Background
Light microscopy remains a standard method for the detection of malaria parasites in clinical cases but training of staff to a WHO level 2 or higher requires considerable time. Moreover, excessive workflow can rapidly lead to fatigue and impact performance, even for a highly skilled technician. An automated microscopy tool that can perform consistent, accurate diagnoses could be an effective aid in clinics with limited access to highly skilled microscopists, where the daily number of cases are excessively high for the number of available technicians or in multi-site studies where consistency between sites is essential.

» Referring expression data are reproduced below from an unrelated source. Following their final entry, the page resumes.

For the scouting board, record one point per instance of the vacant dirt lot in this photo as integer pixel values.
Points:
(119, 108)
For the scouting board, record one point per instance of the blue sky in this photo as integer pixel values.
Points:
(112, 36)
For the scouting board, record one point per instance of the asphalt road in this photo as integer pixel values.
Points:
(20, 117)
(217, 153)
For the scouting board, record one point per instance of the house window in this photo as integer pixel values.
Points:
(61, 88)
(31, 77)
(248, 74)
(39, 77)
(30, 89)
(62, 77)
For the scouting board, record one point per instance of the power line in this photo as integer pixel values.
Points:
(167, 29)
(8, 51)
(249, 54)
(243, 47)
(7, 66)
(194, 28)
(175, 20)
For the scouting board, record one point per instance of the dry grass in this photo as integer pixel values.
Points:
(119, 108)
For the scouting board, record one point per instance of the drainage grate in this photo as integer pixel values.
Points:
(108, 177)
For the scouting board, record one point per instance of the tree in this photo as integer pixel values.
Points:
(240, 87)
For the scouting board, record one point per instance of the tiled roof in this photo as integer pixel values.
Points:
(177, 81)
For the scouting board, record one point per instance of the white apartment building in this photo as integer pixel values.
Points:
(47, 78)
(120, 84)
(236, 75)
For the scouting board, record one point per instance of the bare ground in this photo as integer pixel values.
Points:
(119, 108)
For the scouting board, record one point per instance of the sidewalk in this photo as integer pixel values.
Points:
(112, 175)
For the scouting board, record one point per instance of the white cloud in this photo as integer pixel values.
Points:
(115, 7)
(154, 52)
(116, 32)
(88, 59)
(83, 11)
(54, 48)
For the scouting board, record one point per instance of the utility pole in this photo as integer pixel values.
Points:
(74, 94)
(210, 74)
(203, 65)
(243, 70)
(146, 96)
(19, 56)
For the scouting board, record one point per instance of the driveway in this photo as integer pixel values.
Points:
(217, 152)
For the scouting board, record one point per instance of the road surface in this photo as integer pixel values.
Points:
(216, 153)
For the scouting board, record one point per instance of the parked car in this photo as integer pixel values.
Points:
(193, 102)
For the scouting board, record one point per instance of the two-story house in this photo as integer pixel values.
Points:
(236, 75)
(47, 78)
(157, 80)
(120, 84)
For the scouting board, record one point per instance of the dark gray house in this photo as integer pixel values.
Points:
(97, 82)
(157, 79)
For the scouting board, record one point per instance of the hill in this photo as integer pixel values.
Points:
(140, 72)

The EasyScan GO is an automated scanning microscope combined with machine learning software designed to detect malaria parasites in field-prepared Giemsa-stained blood films. This study evaluates the performance of the EasyScan GO to determine its ability to detect, quantify and identify the species of parasite present in Giemsa-stained blood films compared with expert light microscopy.
Methods
Travelers returning to the UK and testing positive for malaria parasite infection were screened for eligibility and enrolled into the study. Surplus blood samples from enrolled patients were subsequently used to make Giemsa-stained thick and thin slide smears that were assessed by expert light microscopy and the EasyScan GO to determine parasite density and species. Blood samples were also assessed by real time PCR and nested PCR (Snounou) to confirm parasite density and species present and to resolve any discrepancy between manual microscopy and the EasyScan GO.
Results
When compared to light microscopy, the EasyScan GO exhibited a sensitivity of 90% (95% CI: 82–95%) and a specificity of 89% (95% CI: 86–90%). Of the 95 samples labelled positive by both light microscopy and the EasyScan GO, manual microscopy identified 83 as Plasmodium falciparum (P. falciparum) and 12 as non-P. falciparum. The EasyScan GO correctly reported P. falciparum for 82 out of the 83 P. falciparum samples and non-P. falciparum for 11 out of 12 non-P. falciparum samples. However, it failed to distinguish between non-P. falciparum species, reporting all non-P. falciparum samples as P. vivax. EasyScan GO calculated parasite densities were within +/-25% of the light microscopy densities for 33% of samples between 200 and 2000 p/µL, falling short of WHO level 1 (expert) manual microscopy competency (50% of samples should be within +/-25% of the true parasitaemia).
Conclusions
This study shows that the EasyScan GO can be proficient in detecting malaria parasites in Giemsa-stained blood films relative to expert manual light microscopy and can accurately distinguish between P. falciparum and non-P. falciparum species. Performance of the device at low parasite densities, distinguishing between non-P. falciparum species and accurate quantitation of parasitaemias require further development and evaluation. Nonetheless, the data shown here suggests that the EasyScan GO could provide assistance as a tool for malaria diagnosis in settings where work load is frequently higher than manageable or where access to expert microscopy is difficult.